Performance¶

System information¶

The CAFA3 experiment was executed on a local workstation with the following specifications:

CPU: Intel Core i5-12400F (12 cores, 6 performance cores × 2 threads, up to 5.6 GHz)
RAM: 32 GB total
GPU: NVIDIA GeForce RTX 3060 (12 GB GDDR6)
Operating system: Ubuntu 24.04.2 LTS (Noble Numbat), kernel 6.14.0-29-generic
Storage: NVMe SSDs

Workload summary¶

Sequences to annotate: 3,328 (from cafa3_gt.fasta)
Models enabled: 5 (ESM, ESM3c, Ankh3-Large, Prot-T5, Prost-T5)
Layers used: last layer only (final embedding representation)

Embedding stage¶

During this stage, embeddings were generated for all five enabled models across the benchmark set of ~3,300 sequences. The process lasted about 40 minutes from start to finish, ensuring that each sequence was represented once per model.
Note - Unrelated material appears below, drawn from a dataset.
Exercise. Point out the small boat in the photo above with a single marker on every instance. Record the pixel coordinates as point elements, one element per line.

This completed the embedding phase, after which the resulting representations were passed on to the lookup and annotation steps.

Lookup stage¶

The lookup phase started once embeddings were available and lasted about four minutes. A total of 16,640 similarity queries were enqueued and processed in 35 homogeneous batches (batch size 516, grouped by model and layer). During this stage, the system also produced the consolidated FASTA file (sequences.fasta) containing 3,328 queries and 24,992 reference entries. Lookup completed once all queues were emptied.

Post-processing¶

Immediately afterwards, a post-processing step was applied to the 3,328 benchmark accessions. This phase lasted around two minutes and included filtering, identity calculations and score weighting. It marked the final step of the annotation workflow prior to evaluation.